The Rwandan radio show that changed children’s lives

by Patricia Justino, Marinella Leone and Pierfrancesco Rolla

5 Mar 2019

Globally, around 250 million children under the age of five do not meet key development milestones, which reduces their ability to reach their full potential. A large body of scientific evidence has shown that parenting is one of the strongest influences on early child development. The first three years of a child’s life are crucial for their long-term development and until the age of three, the child's entire world is typically restricted to their house, where the majority of their interactions are with their family.

In recognition of this, there has been a recent push in international policy towards the implementation of parent training programmes across the world. However, gaps remain in understanding what works to promote positive parenting practices, particularly in vulnerable contexts. 

Introducing First Steps

With support from the British Academy, the Institute of Development Studies and Save the Children Rwanda (SC Rwanda) embarked on a partnership in 2019 to evaluate and scale-up a holistic programme called First Steps (FS), which supports the families of children aged 0-3 in the district of Ngororero in Rwanda. 

A 'First Steps' session in Rwanda. © Save the Children Rwanda.

The objective of FS is to enhance knowledge, attitudes and practice of parents to support the cognitive, physical and socio-emotional development of their children. It is offered in one of Rwanda’s poorest districts, through weekly community meetings guided by local facilitators that support peer learning, aided by a radio programme. Over 17 weeks, it focused on promoting simple activities such as playing and speaking with the child, singing songs or telling stories, providing love and attention, naming objects and counting, matching things, and preparing healthy meals.

To avoid spreading these messages without resorting to what can be perceived as patronising lecturing on how to be a good parent, a maximum of 20 parents in each village were organised into discussion groups and listened to a radio programme exploring child development and parenting practices, developed by SC. Discussions also involved games between parents and children and reading posters which highlighted key parenting practices. 

A poster used in the
Poster used during parenting sessions. © Save the Children Rwanda

Understanding the project’s effect

We analysed the effect of the radio programme across three dimensions: the children’s development, measured by assessing their communication, fine motor, problem solving and personal social skills; time the parents spent with the child; and parental confidence. In order to analyse the causal impact of FS, the five-month intervention, was randomly assigned at the sector level to three groups, composed of 27 villages each. Data was collected before the intervention, six months after the intervention, and two and half years after. The trial involved three groups. A ‘light touch’ group listened to a weekly radio session and received support from a local facilitator who had received training and a basic package of training materials. In the ‘full intervention’ group, the weekly meetings were paired with a local facilitator who received additionally a full package of materials, a children’s book gifted to each family, and the support of a salaried facilitator, who conducted home visits. The third group was a control group.

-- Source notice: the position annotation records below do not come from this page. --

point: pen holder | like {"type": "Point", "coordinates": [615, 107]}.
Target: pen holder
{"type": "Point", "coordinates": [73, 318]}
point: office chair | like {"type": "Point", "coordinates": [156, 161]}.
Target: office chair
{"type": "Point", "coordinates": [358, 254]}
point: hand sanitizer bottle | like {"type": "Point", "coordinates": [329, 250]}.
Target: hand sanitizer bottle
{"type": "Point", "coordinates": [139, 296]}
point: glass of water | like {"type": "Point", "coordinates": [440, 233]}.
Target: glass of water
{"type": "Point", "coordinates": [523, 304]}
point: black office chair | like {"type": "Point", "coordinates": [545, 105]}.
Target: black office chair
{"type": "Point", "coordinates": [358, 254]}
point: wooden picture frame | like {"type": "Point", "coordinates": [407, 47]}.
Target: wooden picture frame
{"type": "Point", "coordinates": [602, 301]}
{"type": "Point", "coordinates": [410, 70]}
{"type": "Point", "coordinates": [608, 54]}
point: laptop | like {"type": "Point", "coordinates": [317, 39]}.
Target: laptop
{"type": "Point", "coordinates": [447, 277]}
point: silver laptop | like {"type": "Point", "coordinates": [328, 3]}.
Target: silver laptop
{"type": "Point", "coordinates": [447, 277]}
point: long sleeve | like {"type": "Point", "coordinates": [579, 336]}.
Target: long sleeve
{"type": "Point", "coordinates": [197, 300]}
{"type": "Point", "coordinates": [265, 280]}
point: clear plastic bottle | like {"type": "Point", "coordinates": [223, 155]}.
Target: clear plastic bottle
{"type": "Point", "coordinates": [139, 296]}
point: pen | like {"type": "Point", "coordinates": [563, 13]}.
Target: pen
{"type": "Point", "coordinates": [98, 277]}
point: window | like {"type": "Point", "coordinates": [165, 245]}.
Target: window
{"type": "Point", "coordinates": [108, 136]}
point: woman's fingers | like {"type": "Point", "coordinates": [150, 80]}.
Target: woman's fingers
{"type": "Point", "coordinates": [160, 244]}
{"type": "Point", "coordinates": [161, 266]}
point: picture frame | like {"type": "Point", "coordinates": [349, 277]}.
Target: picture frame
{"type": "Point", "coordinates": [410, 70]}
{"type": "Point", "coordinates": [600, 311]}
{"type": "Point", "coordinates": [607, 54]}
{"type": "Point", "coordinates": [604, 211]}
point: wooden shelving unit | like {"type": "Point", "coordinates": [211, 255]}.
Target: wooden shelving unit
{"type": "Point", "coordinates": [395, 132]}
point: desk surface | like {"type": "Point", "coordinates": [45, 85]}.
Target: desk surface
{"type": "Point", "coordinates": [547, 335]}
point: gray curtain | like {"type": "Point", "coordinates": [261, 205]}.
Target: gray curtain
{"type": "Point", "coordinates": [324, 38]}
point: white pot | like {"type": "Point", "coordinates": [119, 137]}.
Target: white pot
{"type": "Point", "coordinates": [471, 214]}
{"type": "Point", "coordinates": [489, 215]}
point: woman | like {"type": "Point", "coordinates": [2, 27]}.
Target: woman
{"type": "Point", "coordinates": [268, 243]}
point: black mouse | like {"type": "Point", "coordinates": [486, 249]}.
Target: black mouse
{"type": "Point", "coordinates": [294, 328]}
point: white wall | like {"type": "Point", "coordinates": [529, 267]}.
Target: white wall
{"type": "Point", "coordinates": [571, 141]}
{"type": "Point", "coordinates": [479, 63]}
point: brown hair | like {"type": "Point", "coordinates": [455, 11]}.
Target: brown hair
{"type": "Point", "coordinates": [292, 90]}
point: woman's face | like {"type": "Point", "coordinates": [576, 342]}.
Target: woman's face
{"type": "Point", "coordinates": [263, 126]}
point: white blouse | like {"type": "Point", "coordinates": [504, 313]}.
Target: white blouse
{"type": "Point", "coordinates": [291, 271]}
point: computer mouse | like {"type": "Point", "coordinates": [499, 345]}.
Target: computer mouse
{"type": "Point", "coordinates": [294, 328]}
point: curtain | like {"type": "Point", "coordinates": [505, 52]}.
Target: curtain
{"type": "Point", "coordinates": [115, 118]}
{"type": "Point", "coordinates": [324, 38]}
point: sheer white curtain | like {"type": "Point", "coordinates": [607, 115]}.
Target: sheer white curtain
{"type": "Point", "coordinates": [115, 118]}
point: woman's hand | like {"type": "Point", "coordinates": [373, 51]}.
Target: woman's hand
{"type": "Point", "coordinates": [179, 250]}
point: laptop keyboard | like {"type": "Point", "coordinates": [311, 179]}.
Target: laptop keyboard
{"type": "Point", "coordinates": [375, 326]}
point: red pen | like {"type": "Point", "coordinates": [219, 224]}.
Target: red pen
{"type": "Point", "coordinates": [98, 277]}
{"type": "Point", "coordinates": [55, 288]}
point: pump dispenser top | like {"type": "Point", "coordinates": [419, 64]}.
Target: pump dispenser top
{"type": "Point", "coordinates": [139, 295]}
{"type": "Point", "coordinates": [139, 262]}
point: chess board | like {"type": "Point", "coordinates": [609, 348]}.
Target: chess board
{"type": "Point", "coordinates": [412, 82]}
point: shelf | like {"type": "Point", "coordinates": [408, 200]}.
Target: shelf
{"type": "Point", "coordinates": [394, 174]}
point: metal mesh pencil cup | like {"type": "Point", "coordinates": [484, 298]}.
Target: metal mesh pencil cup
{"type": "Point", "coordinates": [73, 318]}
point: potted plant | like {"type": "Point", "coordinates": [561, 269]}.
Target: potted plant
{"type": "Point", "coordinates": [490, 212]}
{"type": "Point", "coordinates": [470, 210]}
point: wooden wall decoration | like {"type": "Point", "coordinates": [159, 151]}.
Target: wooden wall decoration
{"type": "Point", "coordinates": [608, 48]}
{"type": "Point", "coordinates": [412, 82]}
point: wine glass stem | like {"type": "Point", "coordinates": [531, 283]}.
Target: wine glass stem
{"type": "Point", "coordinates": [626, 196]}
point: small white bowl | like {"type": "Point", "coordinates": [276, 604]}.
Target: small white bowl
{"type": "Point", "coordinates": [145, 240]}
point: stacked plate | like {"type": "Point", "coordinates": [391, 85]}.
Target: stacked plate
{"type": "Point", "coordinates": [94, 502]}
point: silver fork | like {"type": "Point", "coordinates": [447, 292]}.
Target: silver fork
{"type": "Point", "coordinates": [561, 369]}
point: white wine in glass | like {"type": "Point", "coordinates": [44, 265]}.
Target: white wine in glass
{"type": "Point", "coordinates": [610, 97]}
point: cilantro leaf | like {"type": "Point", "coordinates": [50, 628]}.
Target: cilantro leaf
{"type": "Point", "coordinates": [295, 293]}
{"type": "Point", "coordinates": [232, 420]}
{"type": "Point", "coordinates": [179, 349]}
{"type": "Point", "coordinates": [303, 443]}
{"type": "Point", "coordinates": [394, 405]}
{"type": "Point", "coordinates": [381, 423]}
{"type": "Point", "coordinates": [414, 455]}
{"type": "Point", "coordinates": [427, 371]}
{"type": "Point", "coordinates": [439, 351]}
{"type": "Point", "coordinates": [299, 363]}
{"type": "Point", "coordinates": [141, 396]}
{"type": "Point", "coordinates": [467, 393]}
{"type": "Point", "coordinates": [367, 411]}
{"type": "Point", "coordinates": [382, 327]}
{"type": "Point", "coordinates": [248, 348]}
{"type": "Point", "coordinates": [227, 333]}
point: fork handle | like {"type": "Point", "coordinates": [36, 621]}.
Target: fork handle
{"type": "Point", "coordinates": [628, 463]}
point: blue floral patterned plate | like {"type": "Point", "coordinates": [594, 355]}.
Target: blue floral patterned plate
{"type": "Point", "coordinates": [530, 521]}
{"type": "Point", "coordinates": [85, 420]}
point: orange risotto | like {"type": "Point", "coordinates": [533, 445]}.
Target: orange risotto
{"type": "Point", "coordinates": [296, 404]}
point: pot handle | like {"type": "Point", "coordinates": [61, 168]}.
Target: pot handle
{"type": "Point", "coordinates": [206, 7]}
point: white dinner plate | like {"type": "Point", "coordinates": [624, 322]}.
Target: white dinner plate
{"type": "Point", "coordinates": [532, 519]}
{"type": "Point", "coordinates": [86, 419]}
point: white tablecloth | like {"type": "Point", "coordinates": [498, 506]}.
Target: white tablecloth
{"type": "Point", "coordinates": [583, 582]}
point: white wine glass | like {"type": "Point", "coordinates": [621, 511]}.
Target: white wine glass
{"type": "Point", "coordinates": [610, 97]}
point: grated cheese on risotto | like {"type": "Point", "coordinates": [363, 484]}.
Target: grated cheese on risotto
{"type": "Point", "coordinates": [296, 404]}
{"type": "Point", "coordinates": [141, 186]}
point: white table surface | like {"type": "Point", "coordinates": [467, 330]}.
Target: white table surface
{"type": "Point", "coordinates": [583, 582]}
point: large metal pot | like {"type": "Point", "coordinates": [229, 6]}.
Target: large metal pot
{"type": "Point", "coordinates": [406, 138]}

Six months after the trial, we found that in both intervention groups, the programme had had a positive impact on the three outcomes under analysis: child development, the time parents invested in spending with their children and parental confidence in supporting their children’s development. Measuring again two and a half years after the trial, there was a smaller but still significant difference between the results from the ‘full intervention’ group and the control group. 

Scaling it up

Is the project scalable nationally, in terms of value-for-money and effect over time? 

The cost of the intervention was modest as it uses an accessible technology in Ngororero: the radio. It also takes advantage of economies of scale by gathering together parents of the same village. 

In terms of effect over time, changes in parents’ behaviour and practices are one of the longest lasting. Moreover, the positive contribution to a child’s development until age three has been well documented to have impressive positive consequences in the long-term, in relation to health, education and professional career of the child. 

While this is no magic cost-effective pill to solve children development problems, as there are more structural poverty-related problems, it does show how a radio and meetings with parents can improve children’s lives for the better.

Patricia Justino, Marinella Leone and Pierfrancesco Rolla, based at the Institute of Development Studies and the University of Sussex, are researching a project focused on Scaling Up Early Child Development Interventions in Rwanda. This project is part of the British Academy’s Early Childhood Development Programme.